« La mesure de placement vise à éloigner le jeune de son environnement familial. Or les échanges rendus possibles par les dispositifs socionumériques modifient les distances spatiales et temporelles entre la sphère familiale et celle de l’accueil. » L’ouvrage « Le smartphone des enfants placés » coordonné par Emilie POTIN avec Gaël HENAFF et Hélène TRELLU « révèle la place que prend la correspondance numérique (téléphone, Internet, etc.) dans la relation entre les jeunes et leur famille, ces interactions favorisant une forme de « présence à distance ». Un ouvrage passionnant qui constitue une bonne porte d’entrée pour s’interroger sur les pratiques numériques des enfants placés et leur accompagnement.

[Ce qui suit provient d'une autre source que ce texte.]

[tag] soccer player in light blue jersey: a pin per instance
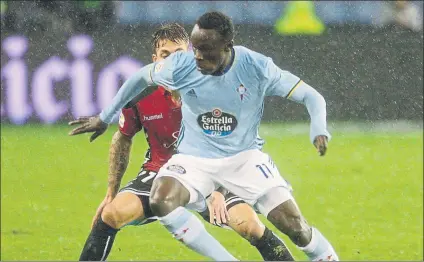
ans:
(222, 88)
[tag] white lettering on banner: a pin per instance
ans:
(14, 73)
(81, 74)
(45, 104)
(109, 79)
(15, 105)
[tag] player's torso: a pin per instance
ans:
(160, 116)
(225, 110)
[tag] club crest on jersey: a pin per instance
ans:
(177, 169)
(217, 123)
(158, 67)
(121, 120)
(242, 91)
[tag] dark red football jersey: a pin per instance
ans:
(159, 115)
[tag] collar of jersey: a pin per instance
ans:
(227, 68)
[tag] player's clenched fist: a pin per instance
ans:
(320, 143)
(218, 209)
(88, 125)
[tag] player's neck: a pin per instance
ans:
(229, 60)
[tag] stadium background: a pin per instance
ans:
(61, 60)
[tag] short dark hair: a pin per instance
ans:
(172, 31)
(219, 22)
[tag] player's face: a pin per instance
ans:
(167, 47)
(210, 50)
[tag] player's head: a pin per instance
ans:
(167, 39)
(212, 40)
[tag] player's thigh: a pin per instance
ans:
(250, 175)
(185, 169)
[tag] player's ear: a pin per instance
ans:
(230, 45)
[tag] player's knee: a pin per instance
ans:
(299, 231)
(167, 194)
(291, 222)
(110, 215)
(249, 229)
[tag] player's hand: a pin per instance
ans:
(108, 199)
(320, 143)
(217, 209)
(88, 125)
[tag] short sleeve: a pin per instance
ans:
(171, 71)
(278, 82)
(129, 124)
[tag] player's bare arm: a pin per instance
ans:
(316, 105)
(136, 85)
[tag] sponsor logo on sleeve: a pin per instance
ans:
(177, 169)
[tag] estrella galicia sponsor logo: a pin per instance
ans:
(177, 169)
(217, 123)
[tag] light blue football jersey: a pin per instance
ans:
(222, 114)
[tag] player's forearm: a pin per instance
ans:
(119, 154)
(316, 105)
(136, 84)
(222, 190)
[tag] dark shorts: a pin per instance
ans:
(141, 186)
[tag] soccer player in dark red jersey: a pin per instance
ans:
(159, 115)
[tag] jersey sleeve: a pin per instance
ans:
(171, 72)
(128, 122)
(279, 82)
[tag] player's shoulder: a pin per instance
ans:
(248, 56)
(181, 58)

L’aide sociale à l’enfance ?
L’Aide Sociale à l’Enfance (ASE) est chargée d’« apporter un soutien matériel, éducatif et psychologique aux mineurs, à leur famille, aux mineurs émancipés et aux majeurs âgés de moins de 21 ans confrontés à des difficultés sociales susceptibles de compromettre gravement leur équilibre » . On compte environ 310 000 enfants confiés à l’ASE chaque année. Parmi eux, une bonne moitié (170 000) est placée par un Juge des Enfants en foyer ou en famille d’accueil.
Plusieurs aspects sont à prendre en considération concernant ces enfants. Il est possible que dans une famille de deux enfants par exemple, un seul des enfants soit placé. Il est fort probable que si les deux enfants sont placés ils ne le seront pas au même endroit (pour des raisons de disponibilité de places). On comprend alors comment le smartphone peut devenir un outil qui va favoriser le lien entre l’enfant placé et le reste de sa famille. Il est à noter que la notion de famille doit être étendue à la famille d’accueil. Par ailleurs, il est possible qu’enfant soit amené à changer de famille d’accueil au long de son placement.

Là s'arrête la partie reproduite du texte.